RS: For you, is it important where your materials come from?
SBCS: yes! i only work with things that have been loved worn and stained! i dont think i can ever be an artist that orders clean materials online with a super clear idea before hand, for me the materials either you or other people hoard have to communicate a little something in hand to surface contact, i wont say the materials speak to me but i will say that when i get to project onto materials my visions for them i want them to project a little something back onto me via dirt and debris is all! a little back and forth.
RS: So, for example, can you tell me about the materials in the pay to cum series?
SBCS: ahh ok! so those fabrics are from my hoarded fabric stash which includes materials from donna huanca, womens history museum, avena gallagher, hari nef, gogo graham, serena jara and more friends who have given me pieces over time when they needed to downsize, its very important to me that those fabrics were loved and worn, so much so that i knotted them initially into a huge triangle tarp that i left in my former backyard to rot for weeks last january, that i then made the audience at my section of the crumbling world runway sunday session [at MoMA PS1] lay on for the duration of my performance, after this i affixed the fabric to two children’s bed posts i’d found months before and kept next to my own bed as well as to a lawn chair i also found months before.
RS: Is art making at all connected to your work in activism?
SBCS: its not at all, community organizing is something i stayed away from for the duration of college because i was worried about falling victim to anti gender non conforming/trans violence from talking to random community members on the street/ public transit etc because thats how i used to work before beginning my medical transition, making work lets me hide and be present at once.
RS: You’ve mentioned fear a few times now.
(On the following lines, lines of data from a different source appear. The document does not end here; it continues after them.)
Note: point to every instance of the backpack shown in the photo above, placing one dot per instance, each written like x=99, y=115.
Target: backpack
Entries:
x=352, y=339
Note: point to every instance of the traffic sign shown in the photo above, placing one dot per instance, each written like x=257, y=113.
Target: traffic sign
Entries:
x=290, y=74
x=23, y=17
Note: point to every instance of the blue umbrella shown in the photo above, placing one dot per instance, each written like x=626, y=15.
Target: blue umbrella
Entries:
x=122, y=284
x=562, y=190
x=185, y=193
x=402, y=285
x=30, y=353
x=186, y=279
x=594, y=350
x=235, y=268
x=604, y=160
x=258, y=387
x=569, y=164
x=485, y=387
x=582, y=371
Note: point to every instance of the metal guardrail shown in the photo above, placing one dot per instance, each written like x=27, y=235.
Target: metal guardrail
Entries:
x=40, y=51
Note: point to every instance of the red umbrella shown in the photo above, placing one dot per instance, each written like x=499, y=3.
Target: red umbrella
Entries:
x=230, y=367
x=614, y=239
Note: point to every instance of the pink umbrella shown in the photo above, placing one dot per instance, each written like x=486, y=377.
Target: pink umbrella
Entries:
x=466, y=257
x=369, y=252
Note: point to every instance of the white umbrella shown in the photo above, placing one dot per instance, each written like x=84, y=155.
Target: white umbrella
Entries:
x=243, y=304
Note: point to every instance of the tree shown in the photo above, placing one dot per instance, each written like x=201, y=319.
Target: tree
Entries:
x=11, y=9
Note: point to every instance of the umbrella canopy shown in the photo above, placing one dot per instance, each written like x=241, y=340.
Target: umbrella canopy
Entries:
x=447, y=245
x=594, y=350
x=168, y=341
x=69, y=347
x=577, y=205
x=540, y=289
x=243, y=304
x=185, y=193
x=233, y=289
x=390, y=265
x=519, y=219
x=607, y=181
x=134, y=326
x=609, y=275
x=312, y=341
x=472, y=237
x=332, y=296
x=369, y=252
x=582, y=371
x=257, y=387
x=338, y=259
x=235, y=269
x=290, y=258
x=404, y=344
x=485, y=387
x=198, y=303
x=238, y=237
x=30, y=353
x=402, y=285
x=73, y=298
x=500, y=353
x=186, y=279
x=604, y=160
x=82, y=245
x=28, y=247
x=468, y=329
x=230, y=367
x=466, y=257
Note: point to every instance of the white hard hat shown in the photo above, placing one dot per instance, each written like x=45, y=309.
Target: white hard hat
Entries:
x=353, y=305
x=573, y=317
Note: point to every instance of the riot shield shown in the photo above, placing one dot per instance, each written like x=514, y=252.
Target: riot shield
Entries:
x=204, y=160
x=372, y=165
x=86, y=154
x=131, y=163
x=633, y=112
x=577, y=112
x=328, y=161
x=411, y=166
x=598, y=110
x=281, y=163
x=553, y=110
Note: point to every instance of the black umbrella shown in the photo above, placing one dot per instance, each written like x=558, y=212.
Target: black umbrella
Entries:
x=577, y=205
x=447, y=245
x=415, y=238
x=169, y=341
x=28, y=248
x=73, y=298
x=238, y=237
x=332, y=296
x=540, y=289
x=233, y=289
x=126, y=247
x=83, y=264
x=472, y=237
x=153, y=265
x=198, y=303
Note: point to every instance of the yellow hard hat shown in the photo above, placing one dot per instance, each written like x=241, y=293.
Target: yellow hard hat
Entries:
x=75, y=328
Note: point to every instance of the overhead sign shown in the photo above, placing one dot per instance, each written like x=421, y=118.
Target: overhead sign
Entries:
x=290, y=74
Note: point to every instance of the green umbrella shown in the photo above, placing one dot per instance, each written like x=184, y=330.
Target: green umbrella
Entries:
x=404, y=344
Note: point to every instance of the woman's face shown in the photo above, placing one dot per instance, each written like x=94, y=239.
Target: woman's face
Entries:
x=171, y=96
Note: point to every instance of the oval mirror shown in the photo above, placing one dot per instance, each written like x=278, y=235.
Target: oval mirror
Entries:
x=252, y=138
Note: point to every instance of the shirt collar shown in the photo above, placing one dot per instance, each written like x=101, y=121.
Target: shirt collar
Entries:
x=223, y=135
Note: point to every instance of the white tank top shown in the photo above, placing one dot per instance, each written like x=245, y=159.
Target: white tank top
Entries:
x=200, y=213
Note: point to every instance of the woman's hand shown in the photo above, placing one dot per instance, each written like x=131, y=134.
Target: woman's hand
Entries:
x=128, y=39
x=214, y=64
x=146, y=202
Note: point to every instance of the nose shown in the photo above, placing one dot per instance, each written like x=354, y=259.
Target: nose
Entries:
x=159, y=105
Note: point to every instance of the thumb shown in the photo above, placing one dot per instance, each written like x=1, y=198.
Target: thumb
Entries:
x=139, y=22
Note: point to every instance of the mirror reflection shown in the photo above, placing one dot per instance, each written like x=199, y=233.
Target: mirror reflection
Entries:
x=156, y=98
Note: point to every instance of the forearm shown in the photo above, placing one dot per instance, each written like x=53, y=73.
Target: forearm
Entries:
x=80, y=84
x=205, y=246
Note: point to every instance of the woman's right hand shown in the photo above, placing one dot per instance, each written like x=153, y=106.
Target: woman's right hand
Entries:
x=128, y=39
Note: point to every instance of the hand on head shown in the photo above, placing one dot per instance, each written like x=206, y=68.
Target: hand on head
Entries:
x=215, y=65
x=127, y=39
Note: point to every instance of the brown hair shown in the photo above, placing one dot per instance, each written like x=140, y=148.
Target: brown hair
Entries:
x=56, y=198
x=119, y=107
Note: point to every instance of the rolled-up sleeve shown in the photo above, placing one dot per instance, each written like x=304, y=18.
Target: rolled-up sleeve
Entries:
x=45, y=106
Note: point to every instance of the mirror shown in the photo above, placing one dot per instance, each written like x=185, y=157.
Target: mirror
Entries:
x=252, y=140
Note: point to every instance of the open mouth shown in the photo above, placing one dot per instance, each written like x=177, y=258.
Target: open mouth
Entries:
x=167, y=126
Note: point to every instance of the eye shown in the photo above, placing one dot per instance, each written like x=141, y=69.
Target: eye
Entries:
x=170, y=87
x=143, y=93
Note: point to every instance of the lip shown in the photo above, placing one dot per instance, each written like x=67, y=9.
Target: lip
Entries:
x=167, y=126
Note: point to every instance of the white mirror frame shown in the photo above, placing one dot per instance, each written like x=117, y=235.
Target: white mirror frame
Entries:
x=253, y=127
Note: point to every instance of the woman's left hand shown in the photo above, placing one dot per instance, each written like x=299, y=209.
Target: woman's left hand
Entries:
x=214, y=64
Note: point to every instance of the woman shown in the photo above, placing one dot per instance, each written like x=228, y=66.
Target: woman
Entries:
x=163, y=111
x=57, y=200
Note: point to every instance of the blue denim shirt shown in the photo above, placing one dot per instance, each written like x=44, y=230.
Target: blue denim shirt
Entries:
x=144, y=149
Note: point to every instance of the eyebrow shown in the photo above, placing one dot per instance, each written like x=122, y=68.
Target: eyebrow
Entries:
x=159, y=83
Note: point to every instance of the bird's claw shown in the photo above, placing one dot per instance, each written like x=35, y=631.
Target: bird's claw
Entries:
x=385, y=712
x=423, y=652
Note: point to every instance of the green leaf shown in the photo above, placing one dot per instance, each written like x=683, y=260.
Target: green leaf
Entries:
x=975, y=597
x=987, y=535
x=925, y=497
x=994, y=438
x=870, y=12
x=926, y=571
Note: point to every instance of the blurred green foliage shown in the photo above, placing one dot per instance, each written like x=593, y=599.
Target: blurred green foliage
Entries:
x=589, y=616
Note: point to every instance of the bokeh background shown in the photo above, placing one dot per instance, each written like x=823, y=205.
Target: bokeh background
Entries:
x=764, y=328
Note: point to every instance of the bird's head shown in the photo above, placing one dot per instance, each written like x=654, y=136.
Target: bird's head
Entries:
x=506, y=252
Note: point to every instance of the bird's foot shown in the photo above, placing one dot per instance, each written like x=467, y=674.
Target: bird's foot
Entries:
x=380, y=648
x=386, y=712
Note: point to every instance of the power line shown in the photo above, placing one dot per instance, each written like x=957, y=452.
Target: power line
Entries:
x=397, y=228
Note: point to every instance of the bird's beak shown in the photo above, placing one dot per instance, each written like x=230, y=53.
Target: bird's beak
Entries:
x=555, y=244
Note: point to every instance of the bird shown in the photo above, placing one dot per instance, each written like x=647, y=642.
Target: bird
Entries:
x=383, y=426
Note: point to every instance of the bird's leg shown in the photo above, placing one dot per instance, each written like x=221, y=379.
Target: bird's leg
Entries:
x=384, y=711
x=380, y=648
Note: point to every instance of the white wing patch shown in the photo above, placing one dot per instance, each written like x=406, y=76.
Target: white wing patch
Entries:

For you, are your objects an expression of fear?
SBCS: i want to say that the objects i make are totemic, that i get to trap my fears in the work i make, that i hope i am not coopting totems, that i probably am, that thats fucked, that how could i, that let me look up a synonym, ok vessel, they are vessels for the things i fear most! which is a lot funner to do with furniture than fabric and clothing for me as of late, maybe because i get to bring my physicality into the work by tossing bookshelves and mattresses and stoves and couches around, that is such good cardio, i get a lot of anger out but am also exuberant, its all the things! the objects are a snapshot of me looking my fears in the eye and knocking them over, but just my eyes! like in the eye zoom kill music scenes in kill bill, thats me in the studio! “revenge is never a straight line.” —hattori hanzo.